Ketiga; Sahabat/pergaulan bagi orang sakit adalah bersahabat/bergaul sama obat. Makna yang terkandung dalam sastra ini sangat dalam. Orang sakit pengertian sangat luas, yang sakit apanya? kalau tubuhnya yang sakit demam misalnya maka cari obat dirumah sakit atau apotek, tapi kalau jiwanya yang sakit maka bersahabat/bergaulah kepada yang obat yang dapat menyembuhkan penyakit kejiwaannya. Tetapi banyak yang sakit di dunia ini salah bergaul sama obat, sehingga banyak jadi salah arah, seperti orang-orang yang sakit bergaul dengan obat narkoba.
 Kempat; orang yang sedang menghadapi kematian satu-satunya teman bergaul adalah ajaran-ajaran kebenaran/dharma. Sastra ini juga berpesan kepada orang-orang yang sudah menginjak usia senja (jompo) jangan salah bergaul, atau berfikir macam-macam tentang keduniawian, karena kalau salah bergaul akan menyebabkan penderitaan, seperti stres, struk,, seda dan setra. Pesan dari sastra ini adalah bagi orang yang secara fisik sudah senja atau menuju kematian, bersahabat dan bergaullah dengan ajaran-ajaran kebenaran/dharma, karena kematian akan membawa karma wasana bukan kemewahan duniawi.

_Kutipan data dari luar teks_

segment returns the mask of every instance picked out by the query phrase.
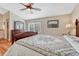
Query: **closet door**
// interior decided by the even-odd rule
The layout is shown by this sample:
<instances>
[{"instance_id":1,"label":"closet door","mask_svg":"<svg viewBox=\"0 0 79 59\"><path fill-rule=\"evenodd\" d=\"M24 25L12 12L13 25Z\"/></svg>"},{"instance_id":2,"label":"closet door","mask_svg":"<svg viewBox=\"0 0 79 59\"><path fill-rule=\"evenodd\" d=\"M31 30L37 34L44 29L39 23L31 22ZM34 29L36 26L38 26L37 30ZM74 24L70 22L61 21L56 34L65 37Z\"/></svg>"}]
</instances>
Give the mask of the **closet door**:
<instances>
[{"instance_id":1,"label":"closet door","mask_svg":"<svg viewBox=\"0 0 79 59\"><path fill-rule=\"evenodd\" d=\"M41 32L41 23L40 22L29 23L28 31L40 33Z\"/></svg>"},{"instance_id":2,"label":"closet door","mask_svg":"<svg viewBox=\"0 0 79 59\"><path fill-rule=\"evenodd\" d=\"M79 37L79 21L76 19L76 36Z\"/></svg>"}]
</instances>

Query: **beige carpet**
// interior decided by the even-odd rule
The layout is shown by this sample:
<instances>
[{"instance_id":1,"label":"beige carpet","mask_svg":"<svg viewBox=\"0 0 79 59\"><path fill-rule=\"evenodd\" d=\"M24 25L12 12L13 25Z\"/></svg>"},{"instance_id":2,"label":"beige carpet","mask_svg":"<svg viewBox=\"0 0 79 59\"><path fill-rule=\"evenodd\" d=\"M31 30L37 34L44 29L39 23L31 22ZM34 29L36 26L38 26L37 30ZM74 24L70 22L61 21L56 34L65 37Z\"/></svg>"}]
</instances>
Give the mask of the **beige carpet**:
<instances>
[{"instance_id":1,"label":"beige carpet","mask_svg":"<svg viewBox=\"0 0 79 59\"><path fill-rule=\"evenodd\" d=\"M7 49L11 46L11 42L5 39L0 39L0 56L4 55Z\"/></svg>"}]
</instances>

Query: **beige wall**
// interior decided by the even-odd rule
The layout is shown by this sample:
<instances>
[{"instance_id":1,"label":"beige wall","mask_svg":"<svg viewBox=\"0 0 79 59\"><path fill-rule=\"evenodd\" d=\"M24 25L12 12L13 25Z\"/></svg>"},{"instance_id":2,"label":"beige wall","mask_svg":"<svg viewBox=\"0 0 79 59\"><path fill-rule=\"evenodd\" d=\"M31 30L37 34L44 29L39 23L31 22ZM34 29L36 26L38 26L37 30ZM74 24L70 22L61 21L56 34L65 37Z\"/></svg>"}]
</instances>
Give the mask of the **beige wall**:
<instances>
[{"instance_id":1,"label":"beige wall","mask_svg":"<svg viewBox=\"0 0 79 59\"><path fill-rule=\"evenodd\" d=\"M72 25L73 25L73 28L72 28L72 32L71 33L73 35L75 35L76 34L75 20L76 19L79 19L79 4L77 4L77 6L72 11L71 18L72 18Z\"/></svg>"},{"instance_id":2,"label":"beige wall","mask_svg":"<svg viewBox=\"0 0 79 59\"><path fill-rule=\"evenodd\" d=\"M59 20L59 28L48 28L47 21L48 20ZM27 23L31 22L41 22L41 34L48 34L48 35L62 35L67 33L66 24L71 23L71 15L61 15L55 17L46 17L46 18L39 18L39 19L32 19L27 20Z\"/></svg>"}]
</instances>

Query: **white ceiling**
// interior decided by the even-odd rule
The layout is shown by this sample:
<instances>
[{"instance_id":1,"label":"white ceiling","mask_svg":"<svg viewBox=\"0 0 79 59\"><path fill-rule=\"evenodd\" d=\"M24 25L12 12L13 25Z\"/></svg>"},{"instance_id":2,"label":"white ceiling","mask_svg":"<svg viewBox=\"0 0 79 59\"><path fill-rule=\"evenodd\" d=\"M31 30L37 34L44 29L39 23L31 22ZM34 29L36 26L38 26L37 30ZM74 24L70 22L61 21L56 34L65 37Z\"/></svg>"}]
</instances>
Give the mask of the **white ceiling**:
<instances>
[{"instance_id":1,"label":"white ceiling","mask_svg":"<svg viewBox=\"0 0 79 59\"><path fill-rule=\"evenodd\" d=\"M23 19L34 19L40 17L58 16L69 14L75 8L76 3L35 3L33 7L42 9L41 11L32 10L33 14L29 11L20 11L19 9L24 8L19 3L0 3L2 8L5 8L12 13L22 17ZM1 8L0 8L1 11ZM1 11L2 12L2 11ZM0 12L0 13L1 13Z\"/></svg>"}]
</instances>

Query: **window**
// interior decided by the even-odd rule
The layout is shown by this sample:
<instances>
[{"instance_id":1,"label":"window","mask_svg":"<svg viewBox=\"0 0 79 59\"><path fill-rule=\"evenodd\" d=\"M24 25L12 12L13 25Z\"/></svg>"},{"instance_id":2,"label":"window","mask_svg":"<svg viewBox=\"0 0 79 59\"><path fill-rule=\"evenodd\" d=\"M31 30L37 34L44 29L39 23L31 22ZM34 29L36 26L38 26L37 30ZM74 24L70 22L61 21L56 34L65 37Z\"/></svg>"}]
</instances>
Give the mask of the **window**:
<instances>
[{"instance_id":1,"label":"window","mask_svg":"<svg viewBox=\"0 0 79 59\"><path fill-rule=\"evenodd\" d=\"M41 32L41 23L40 22L29 23L28 24L28 31L40 33Z\"/></svg>"}]
</instances>

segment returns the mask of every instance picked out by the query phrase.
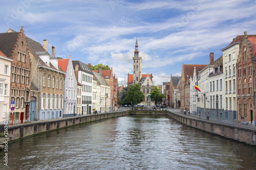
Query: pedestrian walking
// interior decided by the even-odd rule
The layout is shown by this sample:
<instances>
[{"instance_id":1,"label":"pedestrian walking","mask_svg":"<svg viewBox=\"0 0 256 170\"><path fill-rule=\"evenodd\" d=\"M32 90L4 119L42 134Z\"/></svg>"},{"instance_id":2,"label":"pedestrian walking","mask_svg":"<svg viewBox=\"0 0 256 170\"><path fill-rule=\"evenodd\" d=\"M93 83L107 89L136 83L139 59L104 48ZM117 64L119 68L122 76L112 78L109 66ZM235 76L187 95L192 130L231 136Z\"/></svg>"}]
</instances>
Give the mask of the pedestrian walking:
<instances>
[{"instance_id":1,"label":"pedestrian walking","mask_svg":"<svg viewBox=\"0 0 256 170\"><path fill-rule=\"evenodd\" d=\"M244 117L241 117L241 118L242 119L242 126L244 126Z\"/></svg>"}]
</instances>

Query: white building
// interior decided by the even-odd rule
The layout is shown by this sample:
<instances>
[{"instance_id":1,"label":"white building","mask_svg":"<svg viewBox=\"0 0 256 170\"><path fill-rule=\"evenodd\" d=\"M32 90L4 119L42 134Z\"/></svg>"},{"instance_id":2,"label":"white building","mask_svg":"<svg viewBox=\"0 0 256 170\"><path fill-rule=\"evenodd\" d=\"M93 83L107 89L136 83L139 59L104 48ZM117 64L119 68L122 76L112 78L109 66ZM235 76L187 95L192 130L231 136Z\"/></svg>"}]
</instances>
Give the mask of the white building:
<instances>
[{"instance_id":1,"label":"white building","mask_svg":"<svg viewBox=\"0 0 256 170\"><path fill-rule=\"evenodd\" d=\"M12 61L0 51L0 125L8 124Z\"/></svg>"},{"instance_id":2,"label":"white building","mask_svg":"<svg viewBox=\"0 0 256 170\"><path fill-rule=\"evenodd\" d=\"M87 64L80 61L72 61L72 63L76 79L82 85L81 115L91 114L92 112L93 74Z\"/></svg>"},{"instance_id":3,"label":"white building","mask_svg":"<svg viewBox=\"0 0 256 170\"><path fill-rule=\"evenodd\" d=\"M237 119L236 65L239 53L240 36L238 36L227 46L221 50L223 57L223 80L225 98L223 99L224 119Z\"/></svg>"},{"instance_id":4,"label":"white building","mask_svg":"<svg viewBox=\"0 0 256 170\"><path fill-rule=\"evenodd\" d=\"M111 111L110 86L100 74L93 72L98 81L97 84L100 85L99 112L109 112Z\"/></svg>"}]
</instances>

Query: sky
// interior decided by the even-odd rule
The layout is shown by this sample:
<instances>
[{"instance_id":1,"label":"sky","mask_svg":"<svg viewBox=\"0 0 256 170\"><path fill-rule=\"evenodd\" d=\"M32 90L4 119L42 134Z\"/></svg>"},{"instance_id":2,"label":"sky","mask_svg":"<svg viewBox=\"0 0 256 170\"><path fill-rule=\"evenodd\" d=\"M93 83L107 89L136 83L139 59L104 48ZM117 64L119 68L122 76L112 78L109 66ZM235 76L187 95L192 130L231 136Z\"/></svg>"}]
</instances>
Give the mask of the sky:
<instances>
[{"instance_id":1,"label":"sky","mask_svg":"<svg viewBox=\"0 0 256 170\"><path fill-rule=\"evenodd\" d=\"M1 2L0 32L19 31L55 56L113 68L119 85L133 73L136 39L142 74L155 85L182 64L209 64L237 35L256 34L254 0L13 0ZM51 54L51 51L49 51Z\"/></svg>"}]
</instances>

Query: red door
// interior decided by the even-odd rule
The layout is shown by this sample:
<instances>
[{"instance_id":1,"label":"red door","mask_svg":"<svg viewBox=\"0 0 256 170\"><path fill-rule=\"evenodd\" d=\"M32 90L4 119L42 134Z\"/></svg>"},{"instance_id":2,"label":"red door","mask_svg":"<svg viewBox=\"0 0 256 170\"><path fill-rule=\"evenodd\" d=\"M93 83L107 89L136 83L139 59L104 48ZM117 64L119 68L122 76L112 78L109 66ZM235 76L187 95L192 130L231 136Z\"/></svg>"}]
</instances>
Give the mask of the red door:
<instances>
[{"instance_id":1,"label":"red door","mask_svg":"<svg viewBox=\"0 0 256 170\"><path fill-rule=\"evenodd\" d=\"M20 124L23 124L24 119L24 112L20 112Z\"/></svg>"}]
</instances>

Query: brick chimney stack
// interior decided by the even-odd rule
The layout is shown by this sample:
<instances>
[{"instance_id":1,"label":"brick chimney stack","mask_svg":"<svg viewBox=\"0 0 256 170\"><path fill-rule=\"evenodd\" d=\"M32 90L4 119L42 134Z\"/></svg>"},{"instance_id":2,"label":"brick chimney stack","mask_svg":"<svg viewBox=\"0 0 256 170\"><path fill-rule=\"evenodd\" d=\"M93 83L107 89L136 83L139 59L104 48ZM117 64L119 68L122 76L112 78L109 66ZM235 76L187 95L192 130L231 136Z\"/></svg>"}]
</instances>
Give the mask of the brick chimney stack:
<instances>
[{"instance_id":1,"label":"brick chimney stack","mask_svg":"<svg viewBox=\"0 0 256 170\"><path fill-rule=\"evenodd\" d=\"M210 53L210 63L211 64L214 61L214 53Z\"/></svg>"},{"instance_id":2,"label":"brick chimney stack","mask_svg":"<svg viewBox=\"0 0 256 170\"><path fill-rule=\"evenodd\" d=\"M99 68L99 74L100 74L100 75L102 76L102 67L100 67Z\"/></svg>"},{"instance_id":3,"label":"brick chimney stack","mask_svg":"<svg viewBox=\"0 0 256 170\"><path fill-rule=\"evenodd\" d=\"M52 46L52 56L55 56L55 47L54 46Z\"/></svg>"},{"instance_id":4,"label":"brick chimney stack","mask_svg":"<svg viewBox=\"0 0 256 170\"><path fill-rule=\"evenodd\" d=\"M44 39L43 40L42 47L47 52L48 52L48 40Z\"/></svg>"}]
</instances>

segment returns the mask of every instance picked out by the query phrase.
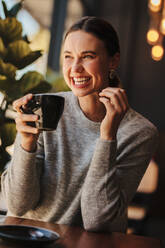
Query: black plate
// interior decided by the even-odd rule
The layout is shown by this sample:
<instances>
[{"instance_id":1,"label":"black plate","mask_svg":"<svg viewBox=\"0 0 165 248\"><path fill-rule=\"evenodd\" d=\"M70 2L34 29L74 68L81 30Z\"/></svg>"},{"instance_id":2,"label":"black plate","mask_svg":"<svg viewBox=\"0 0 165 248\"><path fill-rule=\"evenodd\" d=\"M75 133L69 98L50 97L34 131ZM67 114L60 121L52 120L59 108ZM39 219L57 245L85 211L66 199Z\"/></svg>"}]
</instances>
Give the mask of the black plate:
<instances>
[{"instance_id":1,"label":"black plate","mask_svg":"<svg viewBox=\"0 0 165 248\"><path fill-rule=\"evenodd\" d=\"M59 237L58 233L45 228L25 225L0 225L0 238L8 242L44 245L56 241Z\"/></svg>"}]
</instances>

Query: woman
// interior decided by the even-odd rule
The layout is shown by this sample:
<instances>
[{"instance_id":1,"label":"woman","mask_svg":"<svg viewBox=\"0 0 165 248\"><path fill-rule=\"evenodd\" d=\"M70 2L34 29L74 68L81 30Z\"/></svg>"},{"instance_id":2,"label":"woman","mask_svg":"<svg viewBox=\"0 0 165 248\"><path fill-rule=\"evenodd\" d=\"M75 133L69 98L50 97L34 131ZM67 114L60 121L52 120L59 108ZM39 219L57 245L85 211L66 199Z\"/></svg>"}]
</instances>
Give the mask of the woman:
<instances>
[{"instance_id":1,"label":"woman","mask_svg":"<svg viewBox=\"0 0 165 248\"><path fill-rule=\"evenodd\" d=\"M71 92L56 131L39 134L23 114L28 94L14 102L18 131L2 176L8 215L121 231L127 207L155 151L156 128L132 110L114 70L120 49L113 27L84 17L67 32L63 74ZM112 87L112 84L116 87Z\"/></svg>"}]
</instances>

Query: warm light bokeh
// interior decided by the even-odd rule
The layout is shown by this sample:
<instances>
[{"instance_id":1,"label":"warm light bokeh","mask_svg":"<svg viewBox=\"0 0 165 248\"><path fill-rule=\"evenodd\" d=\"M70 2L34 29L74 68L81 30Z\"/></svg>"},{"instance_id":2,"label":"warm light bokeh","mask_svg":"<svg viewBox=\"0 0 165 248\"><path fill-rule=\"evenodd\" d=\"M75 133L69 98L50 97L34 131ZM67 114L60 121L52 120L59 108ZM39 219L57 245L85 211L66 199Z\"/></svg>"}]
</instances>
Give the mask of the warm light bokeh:
<instances>
[{"instance_id":1,"label":"warm light bokeh","mask_svg":"<svg viewBox=\"0 0 165 248\"><path fill-rule=\"evenodd\" d=\"M163 57L163 54L164 54L164 49L161 45L156 45L152 47L151 55L154 60L156 61L161 60Z\"/></svg>"},{"instance_id":2,"label":"warm light bokeh","mask_svg":"<svg viewBox=\"0 0 165 248\"><path fill-rule=\"evenodd\" d=\"M155 44L159 39L159 33L156 29L150 29L147 32L147 41L149 44Z\"/></svg>"},{"instance_id":3,"label":"warm light bokeh","mask_svg":"<svg viewBox=\"0 0 165 248\"><path fill-rule=\"evenodd\" d=\"M161 4L162 0L150 0L148 6L151 11L158 12L161 9Z\"/></svg>"}]
</instances>

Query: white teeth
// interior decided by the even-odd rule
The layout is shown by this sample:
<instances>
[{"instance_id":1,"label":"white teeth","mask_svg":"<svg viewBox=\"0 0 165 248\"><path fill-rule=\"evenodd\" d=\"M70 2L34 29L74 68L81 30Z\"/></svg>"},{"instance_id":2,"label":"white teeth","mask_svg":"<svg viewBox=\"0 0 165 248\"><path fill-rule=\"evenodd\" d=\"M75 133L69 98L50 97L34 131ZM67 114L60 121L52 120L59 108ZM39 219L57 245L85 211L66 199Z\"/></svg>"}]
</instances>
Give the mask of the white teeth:
<instances>
[{"instance_id":1,"label":"white teeth","mask_svg":"<svg viewBox=\"0 0 165 248\"><path fill-rule=\"evenodd\" d=\"M75 84L84 84L86 83L90 78L82 77L82 78L73 78Z\"/></svg>"}]
</instances>

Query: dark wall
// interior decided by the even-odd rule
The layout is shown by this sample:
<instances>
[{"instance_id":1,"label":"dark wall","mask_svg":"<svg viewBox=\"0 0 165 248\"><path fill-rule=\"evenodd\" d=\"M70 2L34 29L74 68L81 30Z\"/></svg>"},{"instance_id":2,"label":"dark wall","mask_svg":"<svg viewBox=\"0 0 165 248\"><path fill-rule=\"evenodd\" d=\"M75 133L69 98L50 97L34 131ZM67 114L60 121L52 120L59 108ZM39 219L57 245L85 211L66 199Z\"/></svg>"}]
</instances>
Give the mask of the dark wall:
<instances>
[{"instance_id":1,"label":"dark wall","mask_svg":"<svg viewBox=\"0 0 165 248\"><path fill-rule=\"evenodd\" d=\"M152 121L159 130L155 154L159 184L151 210L165 217L165 57L152 60L147 44L148 0L102 0L100 15L117 29L121 43L120 77L130 105Z\"/></svg>"}]
</instances>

Berdasarkan uraian tersebut di atas, maka dapat disimpulkan bahwa, dalam ajaran Hindu kita diajarkan untuk menjalin hubungan yang baik dengan sesama berupa pergaulan. Pergaulan yang dimaksud adalah dengan senantiasa mengembangkan rasa cinta kasih, dan sangat dipantangkan kita untuk bergaul dengan orang-orang jahat, karena akan membawa pengaruh yang tidak baik bagi pribadi seseorang. Etika pergaulan dalam hal ini adalah bagaimana kita dapat menempatkan diri, dan mengetahui rambu-rambu pergaulan, sehingga kita tidak salah dalam menjalin pergaulan itu. Sesungguhnya apabila itu dipahami dan dilaksanakan maka akan terwjud cita-cita hidup yang harmonis. Mari kita lakukan dan wujudkan itu semua.